Palme d’or au festival de Cannes 1973, L’Épouvantail n’est pas resté dans les annales du cinéma. La faute peut-être à la carrière en dents de scie de Jerry Schatzberg, qui, après un film très remarqué (Panique à Needle Park) ne fit plus beaucoup parler de lui. L’Épouvantail a pourtant tout pour plaire: deux acteurs au sommet (notamment Al Pacino, qui commençait sa carrière), des héros déjantés et solitaires, et une esthétique très caractéristique du cinéma américain « indé » des années 1970.
Francis et Max se rencontrent par un bel après-midi ensoleillé sur le bord de la route. Tous deux tentent désespérément d’arrêter les rares voitures qui passent pour se faire prendre en auto-stop.

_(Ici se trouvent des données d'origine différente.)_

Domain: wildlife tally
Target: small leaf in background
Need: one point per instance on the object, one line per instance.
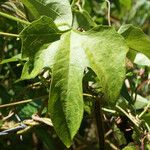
(136, 39)
(78, 50)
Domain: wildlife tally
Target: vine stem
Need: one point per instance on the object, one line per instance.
(14, 18)
(100, 122)
(108, 14)
(9, 34)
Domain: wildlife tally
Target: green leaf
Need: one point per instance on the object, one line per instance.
(37, 35)
(136, 39)
(58, 10)
(81, 19)
(101, 49)
(43, 59)
(12, 59)
(141, 102)
(142, 60)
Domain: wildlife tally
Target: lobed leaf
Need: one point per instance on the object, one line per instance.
(101, 49)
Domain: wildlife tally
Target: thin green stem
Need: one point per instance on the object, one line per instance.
(132, 118)
(9, 34)
(109, 110)
(21, 102)
(14, 18)
(144, 111)
(108, 14)
(100, 122)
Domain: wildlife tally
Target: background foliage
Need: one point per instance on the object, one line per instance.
(126, 125)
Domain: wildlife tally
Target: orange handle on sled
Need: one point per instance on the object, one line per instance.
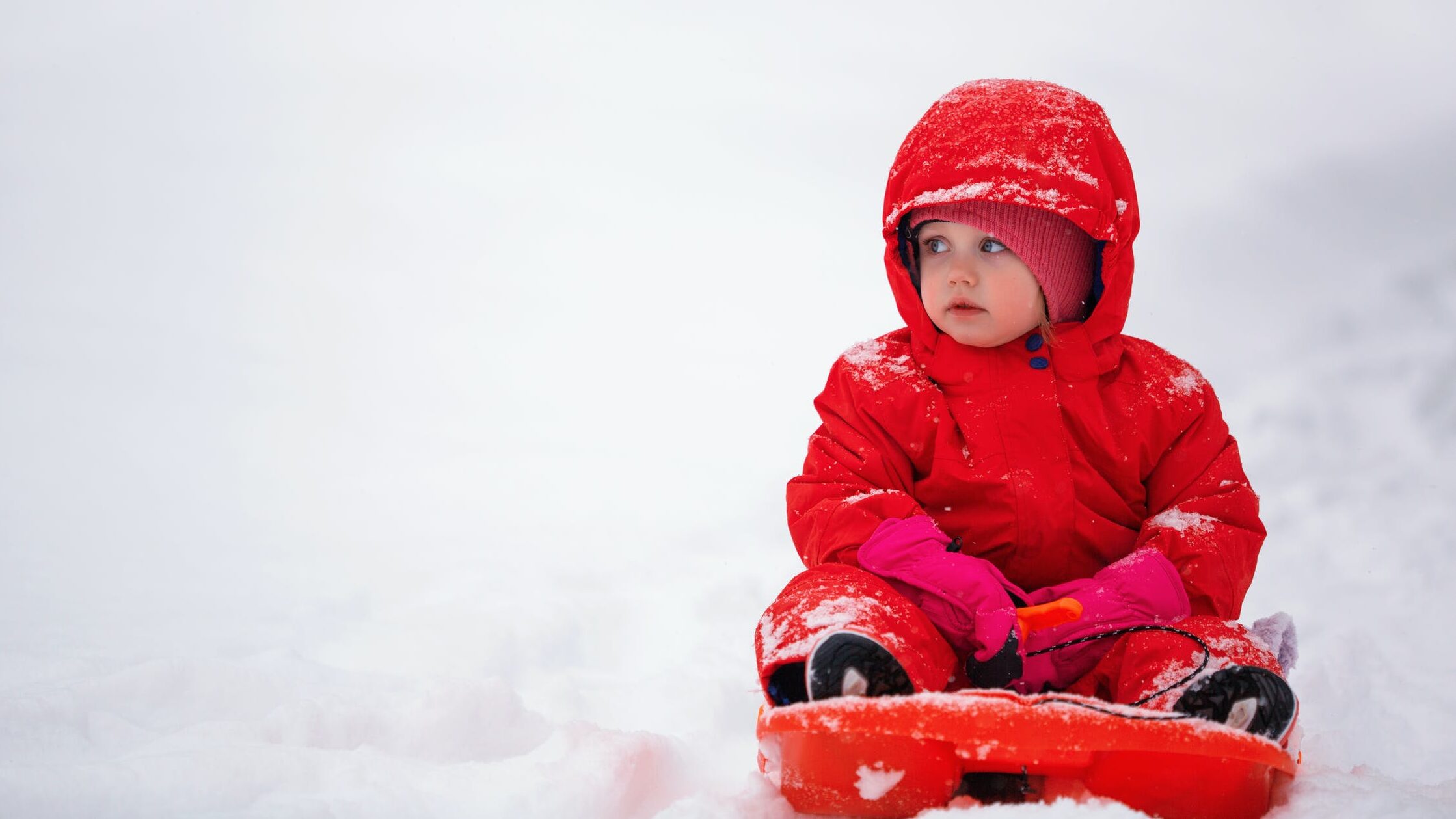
(1047, 614)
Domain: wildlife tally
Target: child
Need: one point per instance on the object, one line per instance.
(1011, 447)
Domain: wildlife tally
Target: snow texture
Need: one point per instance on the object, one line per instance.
(874, 783)
(395, 409)
(1277, 635)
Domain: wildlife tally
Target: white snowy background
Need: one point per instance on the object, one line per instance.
(396, 399)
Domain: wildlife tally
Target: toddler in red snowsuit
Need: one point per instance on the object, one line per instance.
(1011, 447)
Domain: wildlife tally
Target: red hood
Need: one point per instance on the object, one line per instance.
(1027, 143)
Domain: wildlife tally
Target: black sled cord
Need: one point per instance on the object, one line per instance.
(1145, 700)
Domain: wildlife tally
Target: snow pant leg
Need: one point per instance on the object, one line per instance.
(1145, 662)
(833, 597)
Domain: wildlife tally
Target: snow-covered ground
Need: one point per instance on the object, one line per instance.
(395, 405)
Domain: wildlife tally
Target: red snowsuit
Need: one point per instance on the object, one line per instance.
(1049, 459)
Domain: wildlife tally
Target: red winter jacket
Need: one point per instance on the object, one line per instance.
(1050, 472)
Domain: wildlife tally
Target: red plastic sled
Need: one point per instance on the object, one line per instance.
(898, 755)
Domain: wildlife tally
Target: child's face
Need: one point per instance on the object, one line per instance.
(975, 288)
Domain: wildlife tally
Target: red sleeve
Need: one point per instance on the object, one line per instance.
(855, 477)
(1203, 514)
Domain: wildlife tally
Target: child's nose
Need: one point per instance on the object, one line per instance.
(964, 273)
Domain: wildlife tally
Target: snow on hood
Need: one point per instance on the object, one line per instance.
(1025, 143)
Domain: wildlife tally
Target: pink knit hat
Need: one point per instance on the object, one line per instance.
(1059, 254)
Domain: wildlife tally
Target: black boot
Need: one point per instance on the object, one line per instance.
(846, 665)
(1245, 697)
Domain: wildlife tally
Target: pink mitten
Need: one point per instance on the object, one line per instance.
(1139, 589)
(967, 598)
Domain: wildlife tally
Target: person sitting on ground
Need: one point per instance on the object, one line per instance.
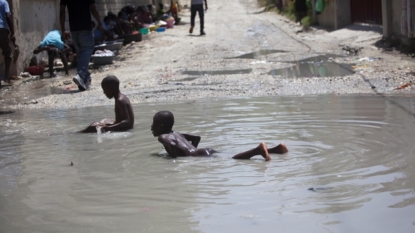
(152, 9)
(103, 35)
(300, 10)
(160, 12)
(124, 115)
(144, 15)
(126, 26)
(174, 10)
(114, 24)
(54, 45)
(178, 144)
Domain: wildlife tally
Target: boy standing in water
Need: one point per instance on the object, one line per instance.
(177, 144)
(124, 115)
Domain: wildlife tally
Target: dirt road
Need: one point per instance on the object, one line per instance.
(175, 65)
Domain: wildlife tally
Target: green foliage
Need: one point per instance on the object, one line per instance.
(306, 22)
(289, 11)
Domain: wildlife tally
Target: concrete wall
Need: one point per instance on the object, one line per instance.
(327, 18)
(343, 13)
(32, 20)
(115, 5)
(336, 15)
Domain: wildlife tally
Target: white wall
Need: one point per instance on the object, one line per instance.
(33, 19)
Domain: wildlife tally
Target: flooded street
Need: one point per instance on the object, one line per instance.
(249, 52)
(348, 121)
(350, 168)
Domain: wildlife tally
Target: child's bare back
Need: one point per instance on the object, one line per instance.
(177, 144)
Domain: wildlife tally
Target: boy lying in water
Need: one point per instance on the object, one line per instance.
(177, 144)
(124, 115)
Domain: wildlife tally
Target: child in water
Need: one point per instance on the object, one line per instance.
(177, 144)
(124, 115)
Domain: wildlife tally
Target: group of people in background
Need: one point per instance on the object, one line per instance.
(83, 34)
(6, 36)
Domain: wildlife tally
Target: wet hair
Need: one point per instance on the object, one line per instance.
(166, 118)
(111, 81)
(112, 17)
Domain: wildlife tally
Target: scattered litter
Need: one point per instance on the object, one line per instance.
(258, 62)
(404, 86)
(25, 75)
(103, 53)
(369, 59)
(359, 67)
(351, 50)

Le plan est superbe: deux solitaires, minuscules anonymes dans le désert américain, se toisent de chaque côté du goudron, l’un taciturne et avare de paroles, l’autre volubile et avide d’amitié. De l’amitié, il y en aura, évidemment, et même de l’amour presque filial entre ces deux hommes qui se cherchent et n’arriveront sans doute jamais à se trouver. Mais la route est longue, parsemée de doutes, de trahisons et d’incompréhensions. Et le bout du chemin, forcément tragique.
L’esthétique comme le déroulement de l’histoire sont typiques au cinéma américain des années 1970. Road-movie à la Easy Rider, dénonçant la rigidité d’une société américaine comme dans Vol au-dessus d’un nid de coucou, Jerry Schatzberg filme deux paumés, au bord du précipice. L’un est un ancien prisonnier, qui s’accroche au rêve inatteignable d’avoir une vie rangée, tout en s’oubliant dans les bras de toutes les femmes qu’il croise; l’autre est un marin qui veut voir son enfant de cinq ans pour la première fois et s’accroche à sa lampe, seul cadeau qui puisse convenir à la fois à une fille et à un garçon… De longs plans s’attardent sur leurs discussions absurdes ou leurs actes de folie comico-tragiques (Francis revêtant un habit de cosmonaute pour annoncer l’ouverture prochaine de leur garage, Max s’essayant à un strip-tease dans un bar glauque), sans les juger, ni véritablement les aimer. Comme l’explique Francis dans une belle réplique, ces épouvantails ne font pas peur, ils font « rire les corbeaux », rire de leur bêtise et de leurs idéaux ridicules. Car personne n’aime les paumés, si ce n’est eux-mêmes: et quand Francis est interné pour folie dans un hôpital psychiatrique, Max n’a plus qu’à continuer sa route seul, dans l’espoir (mais cet espoir n’est-il pas lui-même factice?) de le retrouver un jour.
Le regard de photographe de Jerry Schatzberg est pour beaucoup dans la réussite du film, quoiqu’il s’exprime mieux dans une de ses premières œuvres Panique à Needle Park (en salles la semaine prochaine). Schatzberg prend des clichés de la vie quotidienne dans les villes les plus sinistres d’Amérique, telles Denver et Detroit. Des villes où la révolution des années 1960 ne semble jamais être passée, des villes où l’avenir n’existe pas, puisque le présent lui-même n’a pas sa place. Si la photographie, très belle, donne un ton très réaliste au film (tourné en extérieurs, comme la plupart des productions « indé » de l’époque), les deux héros n’ont bien entendu rien d’ordinaire. Interprétés par des acteurs collant à leur rôle presque de façon malsaine, Max et Francis sont les Don Quichotte et Sancho Panza des temps modernes, se battant contre des moulins à vent ou essayant d’oublier la tragédie de leur existence derrière un rire de façade. Al Pacino, dont L’Épouvantail est le quatrième film et qui venait tout juste d’endosser la casquette du Parrain, prouve une fois de plus l’étendue de sa palette de jeu et l’intelligence de ses choix de carrière. À 33 ans, il était déjà le meilleur acteur de sa génération.